„Narrator”
Kolejny słoneczny dzień w LA, kolejny wrześniowy poniedziałek… Co wiąże się z podwójną lekcją WF-u. Dla Rossa z klasy 3 liceum to czysta przyjemność móc ćwiczyć, ruszyć się po weekendzie spędzonym na jedzeniu. Dla Laury z tej samej klasy, kolejne dwie godziny męczarni.
„Laura”
Jak ja nie cierpię poniedziałków… Niechętnie poszłam do szkoły. Zaczynaliśmy chemią. Dziś mamy mieć trochę praktyki. Nasza pani uparła się, że dobierze nas w pary, tak byśmy pracowali, a nie gadali o sprawach osobistych.

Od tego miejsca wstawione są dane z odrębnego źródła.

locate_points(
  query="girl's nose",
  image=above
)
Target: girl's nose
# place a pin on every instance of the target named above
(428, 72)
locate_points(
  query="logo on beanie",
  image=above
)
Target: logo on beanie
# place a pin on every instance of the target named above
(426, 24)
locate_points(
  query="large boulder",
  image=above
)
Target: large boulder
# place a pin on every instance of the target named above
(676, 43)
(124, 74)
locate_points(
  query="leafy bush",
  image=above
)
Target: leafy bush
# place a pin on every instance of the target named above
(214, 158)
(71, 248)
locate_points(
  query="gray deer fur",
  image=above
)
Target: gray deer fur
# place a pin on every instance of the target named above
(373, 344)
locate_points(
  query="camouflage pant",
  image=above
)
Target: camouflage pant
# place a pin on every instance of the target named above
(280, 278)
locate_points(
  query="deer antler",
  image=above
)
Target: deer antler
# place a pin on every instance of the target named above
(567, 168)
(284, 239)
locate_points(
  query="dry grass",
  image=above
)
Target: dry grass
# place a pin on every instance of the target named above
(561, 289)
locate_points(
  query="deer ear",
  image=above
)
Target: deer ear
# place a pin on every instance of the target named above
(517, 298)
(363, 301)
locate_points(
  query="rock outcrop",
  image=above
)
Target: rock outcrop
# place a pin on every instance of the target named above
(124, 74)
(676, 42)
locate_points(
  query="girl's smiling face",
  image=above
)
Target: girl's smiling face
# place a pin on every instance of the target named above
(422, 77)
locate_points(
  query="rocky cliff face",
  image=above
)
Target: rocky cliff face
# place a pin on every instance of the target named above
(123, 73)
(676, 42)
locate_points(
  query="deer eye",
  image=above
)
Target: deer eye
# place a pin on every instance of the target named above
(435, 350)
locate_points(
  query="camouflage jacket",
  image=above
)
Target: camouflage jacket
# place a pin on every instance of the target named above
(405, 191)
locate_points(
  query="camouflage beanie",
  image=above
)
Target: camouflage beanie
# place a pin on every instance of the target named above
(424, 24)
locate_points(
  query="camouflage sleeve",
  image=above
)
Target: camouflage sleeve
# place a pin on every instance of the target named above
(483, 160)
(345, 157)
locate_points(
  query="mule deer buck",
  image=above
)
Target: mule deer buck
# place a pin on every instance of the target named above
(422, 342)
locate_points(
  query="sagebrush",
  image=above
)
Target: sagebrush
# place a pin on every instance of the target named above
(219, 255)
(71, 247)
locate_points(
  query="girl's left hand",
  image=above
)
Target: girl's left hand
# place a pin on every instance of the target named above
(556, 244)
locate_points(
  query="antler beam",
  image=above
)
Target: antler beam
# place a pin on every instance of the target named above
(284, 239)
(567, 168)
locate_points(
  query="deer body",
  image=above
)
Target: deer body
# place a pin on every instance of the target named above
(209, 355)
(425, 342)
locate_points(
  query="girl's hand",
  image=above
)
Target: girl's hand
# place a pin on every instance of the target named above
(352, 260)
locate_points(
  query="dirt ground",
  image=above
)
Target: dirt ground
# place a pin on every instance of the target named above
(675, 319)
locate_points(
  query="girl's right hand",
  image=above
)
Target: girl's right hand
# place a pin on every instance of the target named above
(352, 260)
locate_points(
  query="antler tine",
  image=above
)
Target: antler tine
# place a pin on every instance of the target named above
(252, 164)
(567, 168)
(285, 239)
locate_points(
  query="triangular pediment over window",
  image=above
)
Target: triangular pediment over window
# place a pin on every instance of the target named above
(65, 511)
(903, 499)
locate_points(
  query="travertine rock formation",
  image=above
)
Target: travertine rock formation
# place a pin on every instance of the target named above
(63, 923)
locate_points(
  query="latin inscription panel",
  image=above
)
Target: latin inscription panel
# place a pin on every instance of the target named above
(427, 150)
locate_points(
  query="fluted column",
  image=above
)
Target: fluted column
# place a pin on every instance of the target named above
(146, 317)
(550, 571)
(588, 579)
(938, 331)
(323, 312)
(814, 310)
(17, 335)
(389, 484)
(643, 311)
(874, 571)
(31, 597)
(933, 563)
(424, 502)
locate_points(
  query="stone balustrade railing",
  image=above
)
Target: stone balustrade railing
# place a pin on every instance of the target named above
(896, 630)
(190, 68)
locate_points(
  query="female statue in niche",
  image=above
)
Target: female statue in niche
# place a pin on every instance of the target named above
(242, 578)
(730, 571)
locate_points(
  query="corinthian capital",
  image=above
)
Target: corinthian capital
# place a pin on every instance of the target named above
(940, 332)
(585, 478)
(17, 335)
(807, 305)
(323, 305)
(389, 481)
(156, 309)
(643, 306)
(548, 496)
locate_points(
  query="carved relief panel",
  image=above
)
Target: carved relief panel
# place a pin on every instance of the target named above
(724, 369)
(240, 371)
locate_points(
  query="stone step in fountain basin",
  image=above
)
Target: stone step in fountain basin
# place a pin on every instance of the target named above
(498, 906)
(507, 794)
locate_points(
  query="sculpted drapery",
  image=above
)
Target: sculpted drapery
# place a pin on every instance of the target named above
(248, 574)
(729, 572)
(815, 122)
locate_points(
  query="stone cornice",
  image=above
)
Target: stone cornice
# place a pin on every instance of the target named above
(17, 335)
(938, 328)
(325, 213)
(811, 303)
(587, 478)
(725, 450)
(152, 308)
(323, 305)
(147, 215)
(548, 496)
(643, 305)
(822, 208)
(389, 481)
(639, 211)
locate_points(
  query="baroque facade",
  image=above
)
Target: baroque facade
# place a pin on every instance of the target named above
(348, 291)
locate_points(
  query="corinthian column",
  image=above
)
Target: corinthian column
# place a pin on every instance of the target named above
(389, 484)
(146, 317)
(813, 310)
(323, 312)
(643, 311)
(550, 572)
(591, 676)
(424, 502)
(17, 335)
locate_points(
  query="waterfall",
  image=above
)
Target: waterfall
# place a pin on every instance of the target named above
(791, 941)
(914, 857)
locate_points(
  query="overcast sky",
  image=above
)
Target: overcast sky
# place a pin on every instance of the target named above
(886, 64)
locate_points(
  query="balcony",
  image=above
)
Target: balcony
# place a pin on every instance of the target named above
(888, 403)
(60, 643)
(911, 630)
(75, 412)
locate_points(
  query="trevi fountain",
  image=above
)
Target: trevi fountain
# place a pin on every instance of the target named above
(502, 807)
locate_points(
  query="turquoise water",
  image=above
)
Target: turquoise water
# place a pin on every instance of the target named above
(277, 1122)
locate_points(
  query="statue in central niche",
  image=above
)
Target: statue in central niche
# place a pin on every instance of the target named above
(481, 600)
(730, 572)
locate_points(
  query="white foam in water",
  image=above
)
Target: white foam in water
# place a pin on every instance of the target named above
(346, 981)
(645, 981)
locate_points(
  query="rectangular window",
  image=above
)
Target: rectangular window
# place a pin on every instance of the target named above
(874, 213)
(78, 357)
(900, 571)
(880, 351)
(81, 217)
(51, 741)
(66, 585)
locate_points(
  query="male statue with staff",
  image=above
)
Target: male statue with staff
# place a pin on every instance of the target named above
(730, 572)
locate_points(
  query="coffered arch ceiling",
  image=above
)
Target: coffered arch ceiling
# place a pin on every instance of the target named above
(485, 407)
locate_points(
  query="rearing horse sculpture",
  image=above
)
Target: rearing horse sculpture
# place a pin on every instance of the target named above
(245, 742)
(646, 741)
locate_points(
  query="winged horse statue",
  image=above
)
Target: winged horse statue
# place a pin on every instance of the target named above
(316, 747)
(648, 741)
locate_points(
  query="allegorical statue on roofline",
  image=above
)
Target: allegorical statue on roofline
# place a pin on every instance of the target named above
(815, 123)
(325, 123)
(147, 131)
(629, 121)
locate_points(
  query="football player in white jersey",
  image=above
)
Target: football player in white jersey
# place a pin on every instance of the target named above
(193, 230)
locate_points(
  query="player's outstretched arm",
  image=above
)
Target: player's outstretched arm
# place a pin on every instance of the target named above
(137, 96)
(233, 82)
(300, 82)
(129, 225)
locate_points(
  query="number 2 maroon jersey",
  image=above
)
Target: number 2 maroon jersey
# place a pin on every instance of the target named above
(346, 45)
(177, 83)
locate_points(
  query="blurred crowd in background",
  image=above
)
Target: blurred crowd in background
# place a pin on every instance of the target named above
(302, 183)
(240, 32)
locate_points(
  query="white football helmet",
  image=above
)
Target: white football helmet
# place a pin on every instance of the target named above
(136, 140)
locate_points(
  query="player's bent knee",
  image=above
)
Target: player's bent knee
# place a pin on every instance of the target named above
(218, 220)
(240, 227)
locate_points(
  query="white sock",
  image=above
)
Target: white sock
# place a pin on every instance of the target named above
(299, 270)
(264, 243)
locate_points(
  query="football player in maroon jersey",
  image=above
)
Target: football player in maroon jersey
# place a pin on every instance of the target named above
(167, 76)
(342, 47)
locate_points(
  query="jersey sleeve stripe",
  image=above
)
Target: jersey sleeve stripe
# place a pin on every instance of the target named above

- Laura… Ty będziesz dziś pracować z Rossem. Usiądźcie tam. – pokazała ręką moje dzisiejsze stanowisko „pracy”.
- Dobrze. – odpowiedziałam i usiadłam z Rossem na wyznaczonym miejscu.
Ross – największy przystojniak w klasie, młodszy brat mojej przyjaciółki. Kochają się w nim wszystkie oprócz… Mnie. Ja jedyna z całej szkoły jestem obojętna w stosunku do niego. Nie łażę za nim i go nie zamęczam. Jesteśmy tylko kolegami z klasy i to się nie zmieni. Ross nie jest w moim typie.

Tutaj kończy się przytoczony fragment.